Speech:Models LM Build
- Semesters - Project Work by Semester
- Experiments - List of speech experiments
- Unix Notes
- Speech Corpus Setup - Switchboard, NOAA
- Speech Recognition Related Readings
- Experiment Setup
- Scripts Page
- Model Building - more info on data prep, [language models], & building models
Model Building: Language Model Building Steps
Description of initial setup and preparation of data needed to build statistical language models and generate a robust set of acoustic models (training) and verifying them by testing (decoding) on the trained corpus. For detailed steps on how to train and decode, see the sub-steps under Model Building above.
Parsing the Transcript
The first step to building a language model is to clean it up by removing all unwanted characters from the raw transcript file.
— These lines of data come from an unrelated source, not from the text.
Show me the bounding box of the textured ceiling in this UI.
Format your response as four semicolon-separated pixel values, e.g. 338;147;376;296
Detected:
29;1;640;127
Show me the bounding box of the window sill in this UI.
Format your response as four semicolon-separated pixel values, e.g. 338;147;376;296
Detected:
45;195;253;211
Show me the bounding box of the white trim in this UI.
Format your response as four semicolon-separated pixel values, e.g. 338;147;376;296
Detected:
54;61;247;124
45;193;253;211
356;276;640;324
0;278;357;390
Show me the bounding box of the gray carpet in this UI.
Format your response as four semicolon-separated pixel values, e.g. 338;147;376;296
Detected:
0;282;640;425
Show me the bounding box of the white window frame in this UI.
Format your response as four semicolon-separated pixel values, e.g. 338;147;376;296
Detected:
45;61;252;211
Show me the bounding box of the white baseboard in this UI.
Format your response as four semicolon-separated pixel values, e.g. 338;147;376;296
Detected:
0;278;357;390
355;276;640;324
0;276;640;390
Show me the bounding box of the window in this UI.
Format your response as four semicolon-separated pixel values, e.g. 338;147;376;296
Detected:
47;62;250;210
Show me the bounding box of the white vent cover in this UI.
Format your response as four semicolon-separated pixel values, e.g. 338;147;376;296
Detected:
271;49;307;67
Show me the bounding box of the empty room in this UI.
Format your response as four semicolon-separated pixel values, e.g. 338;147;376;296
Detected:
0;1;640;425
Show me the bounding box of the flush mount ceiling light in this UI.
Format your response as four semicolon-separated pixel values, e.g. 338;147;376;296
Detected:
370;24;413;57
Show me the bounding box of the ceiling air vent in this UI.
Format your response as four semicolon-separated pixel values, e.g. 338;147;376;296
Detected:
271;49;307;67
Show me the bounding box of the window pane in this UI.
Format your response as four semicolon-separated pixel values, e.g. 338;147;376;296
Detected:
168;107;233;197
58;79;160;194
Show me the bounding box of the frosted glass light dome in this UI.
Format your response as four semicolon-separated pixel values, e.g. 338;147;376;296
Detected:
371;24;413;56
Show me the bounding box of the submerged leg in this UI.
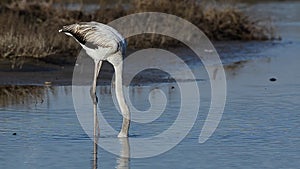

To do this, the parseNLTrans.pl script must be called from the /mnt/main/corpus/dist/Switchboard/transcripts/ICSI_Transcriptions/trans/icsi directory. The command to execute the script is "perl parseNLTrans.pl test.txt tmp.text" with test.txt being an example of a name for a raw transcript file, and tmp.text being the filtered transcript. Both the input and the output have to be text files because the text2wfreq command that is called in lm_create.pl requires a text file for input. The result of running this script is a copy of the transcript that is purely what was said in the audio files.
Creating the Language Model
The next step to create a language model is to run the lm_create.pl script. This perl script calls four different executable commands. The first of these commands in text2wfreq. The format of the command is "text2wfreq <tmp.text> tmp.wfreq". text2wfreq takes in the filtered transcript file that parseNLTrans.pl created uses to create a file that contains the frequency of every word in the transcript. After that, the command wfreq2vocab is executed in the form "wfreq2vocab <tmp.wfreq> tmp.vocab". wfreq2vocab takes in tmp.wfreq as input and creates an alphabetical list of every word that was found in the transcript. The next command used in creating a language model is text2idngram, which is used in the form "text2idngram -vocab tmp.vocab -n 3 -write_ascii <$infilename> tmp.idngram". This is done to enable more n-grams to be stored efficiently in memory. The last command, the executable that actually creates the language model has two forms. The first being one that be physically read by users "idngram2lm -idngram tmp.idngram -vocab tmp.vocab -arpa tmp.arpa -ascii_input", and one that is used by the computer "idngram2lm -idngram tmp.idngram -vocab tmp.vocab -binary tmp.binlm -ascii_input".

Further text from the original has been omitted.